TOKYO — Japan’s northeastern coast was hit Friday by a 6.5-magnitude earthquake, triggering a brief tsunami advisory for waves of up to 20 inches.
The earthquake, which struck at 2:36 p.m. local time, was centered 70 miles off the coast of Fukushima and 175 miles northeast of Tokyo. There were no immediate reports of damage or injuries, and the Tokyo Electric Power Co. said that its disaster-hit Fukushima Daiichi nuclear plant was experiencing no further problems.
A magnitude 6.8 earthquake struck off Japan's northeastern coast Friday, triggering a tsunami advisory that was later lifted.
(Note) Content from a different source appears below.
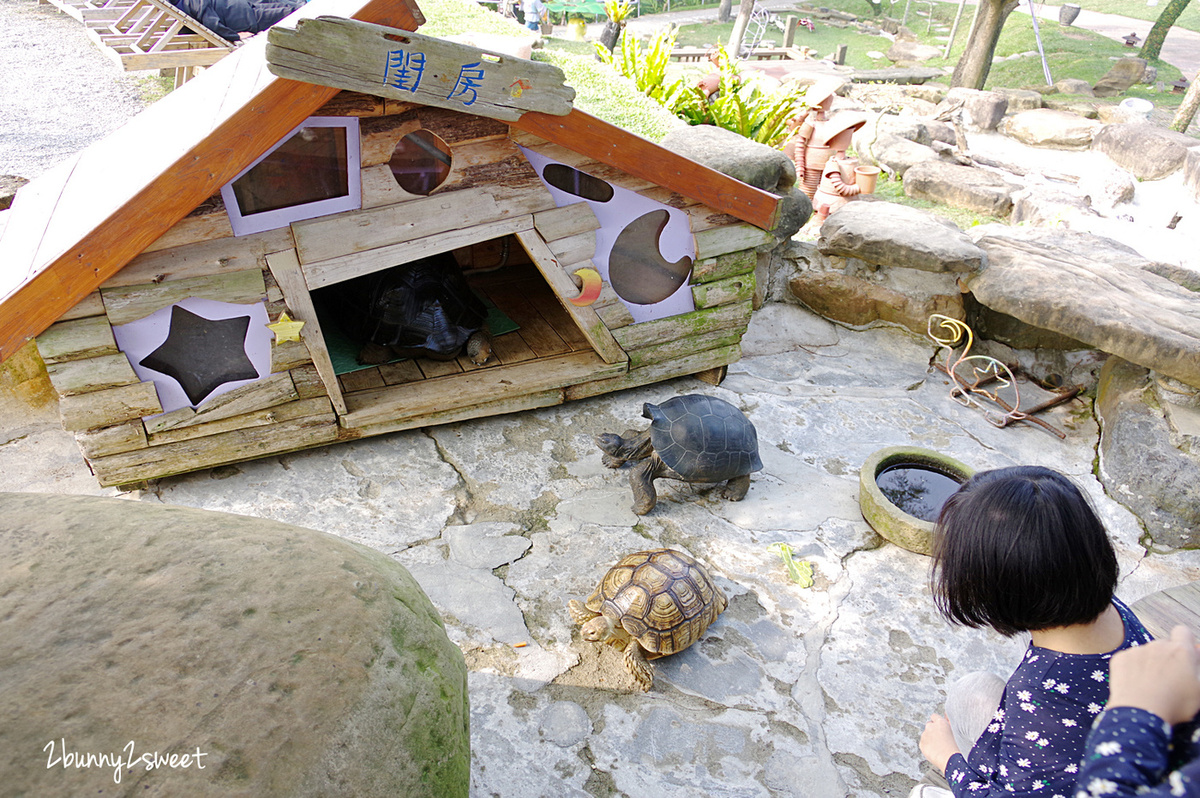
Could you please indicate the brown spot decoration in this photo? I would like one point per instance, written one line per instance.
(420, 162)
(636, 268)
The quake was centered just south of where a massive magnitude-9.0 temblor struck in March. (Aug. 19)
The tsunami advisory was issued for both Fukushima and Miyagi prefectures, two of the areas hardest hit March 11 by a 9.0-magnitude earthquake and resulting tsunami.
There were no immediate reports of high waves caused by Friday’s earthquake.
This earthquake was the biggest to hit Japan in more than a month. But the country’s northeastern coast has been the site of more than 1,000 aftershocks of magnitude 4.0 or higher since March.
At the nuclear plant, some employees were temporarily evacuated immediately after the earthquake. Bullet trains in the region also briefly stopped running.